The identification of the wrath of God with the eschatological Day of the Lord is the key. All sides agree that the eschatological Day of the Lord involves both the final judgment of God and the deliverance of His saints. Drs. Craig A. Blaising and Darrell L. Bock in reference to 1 Thessalonians write,
Deliverance in the Day of the Lord is a special theme of 1 Thessalonians. At His return, Jesus “delivers us from the wrath to come” (1:10). Paul teaches the church that the Day of the Lord will not “over take you like a thief” (5:4). . . . In the context, this deliverance would seem to be the blessing of resurrection and translation into immortality which Christ will grant His own at His coming (1 Thes. 4:13-18), an event which is called the Rapture. . . . This deliverance, or rapture, would appear to coincide with the inception or coming of the Day of the Lord, since that is the focus in 1 Thessaolonians 5:2-4. (17)
Both Drs. Blaising and Bock taught at Dallas Seminary during my time of study there. It was from Dr. Blaising that I studied eschatology. Both are solidly pretrib, yet they recognize the biblical basis for claiming that the eschatological Day of the Lord and the timing of the rapture must occur at the same time. J. Dwight Pentecost writes in his book,Things to Come,
The only way this day could break unexpectedly upon the world is to have it begin immediately after the rapture of the church. It is thus concluded that the Day of the Lord is that extended period of time beginning with God’s dealing with Israel after the rapture at the beginning of the tribulation period and extending through the second advent and the millennial age unto the creation of the new heavens and the new earth after the millennium. (18)
Pentecost is obviously pretribulational.
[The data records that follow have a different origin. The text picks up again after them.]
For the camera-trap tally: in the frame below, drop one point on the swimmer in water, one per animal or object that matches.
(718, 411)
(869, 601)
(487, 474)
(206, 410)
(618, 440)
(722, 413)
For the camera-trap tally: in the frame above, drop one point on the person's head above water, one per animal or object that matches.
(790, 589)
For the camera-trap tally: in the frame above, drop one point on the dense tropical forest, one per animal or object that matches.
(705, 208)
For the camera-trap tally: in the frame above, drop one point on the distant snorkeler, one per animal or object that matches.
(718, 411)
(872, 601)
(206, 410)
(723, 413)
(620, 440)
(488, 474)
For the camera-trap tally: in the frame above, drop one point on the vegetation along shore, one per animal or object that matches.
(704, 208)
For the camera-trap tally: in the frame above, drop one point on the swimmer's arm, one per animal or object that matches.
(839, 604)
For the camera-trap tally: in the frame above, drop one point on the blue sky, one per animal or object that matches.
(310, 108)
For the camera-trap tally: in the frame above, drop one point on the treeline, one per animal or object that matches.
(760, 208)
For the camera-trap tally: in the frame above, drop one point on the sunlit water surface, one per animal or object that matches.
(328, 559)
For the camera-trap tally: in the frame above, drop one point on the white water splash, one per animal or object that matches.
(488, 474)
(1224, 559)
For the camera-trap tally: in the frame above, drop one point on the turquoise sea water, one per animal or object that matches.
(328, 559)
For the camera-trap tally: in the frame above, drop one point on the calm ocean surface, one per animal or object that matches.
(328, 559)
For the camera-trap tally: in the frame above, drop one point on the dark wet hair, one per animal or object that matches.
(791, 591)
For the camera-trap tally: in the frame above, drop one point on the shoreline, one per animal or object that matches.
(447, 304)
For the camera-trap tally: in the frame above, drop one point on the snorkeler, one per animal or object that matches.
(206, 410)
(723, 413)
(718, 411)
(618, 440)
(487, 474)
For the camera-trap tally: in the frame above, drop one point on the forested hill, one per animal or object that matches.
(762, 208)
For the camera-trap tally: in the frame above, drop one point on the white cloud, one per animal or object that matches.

However, he too recognizes the necessity that the eschatological Day of the Lord follows the rapture. The timing issue can be settled if the beginning of the Day of the Lord can be determined within the frame work of end-time events. The Prewrath position acknowledges that the eschatological Day of the Lord will be signaled by a sign given in the sun, moon, and stars, a sign distinctly described in the eschatological book of Joel. (19) Jesus indicates in the Olivet Discourse that His Parousia will immediately follow the sign Joel prophesied, which marks the inception of the eschatological Day of the Lord. Jesus also indicated in His revelation to John that Joel’s sign in the sun, moon, and stars will be the sign that announces the day in which His wrath begins, a sign given in the heavenlies that will be displayed at the breaking of the sixth seal. Therefore, as one compares the six seals to the events outlined in the Olivet Discourse, one quickly sees that the rapture must occur after the Seventieth Week of Daniel begins, after the mid-point of that same Week has begun, and after Satan/Antichrist’s persecution of the Church is cut short (Matt. 24:22) when the sign of the eschatological Day of the Lord and the parousia of Christ is given in the sun, moon, and stars. The exact day or hour when the sixth seal will be broken is not detailed in the Scriptures (Matt. 24:36), but when that happens it will announce to the entire world the inception of the eschatological Day of the Lord.
Does the timing component offered by the Prewrath position have incontrovertible biblical support? If you search the Scriptures we believe that it does. Our four-legged chair is durable, reliable, and practical. Have a seat, and test it for yourself.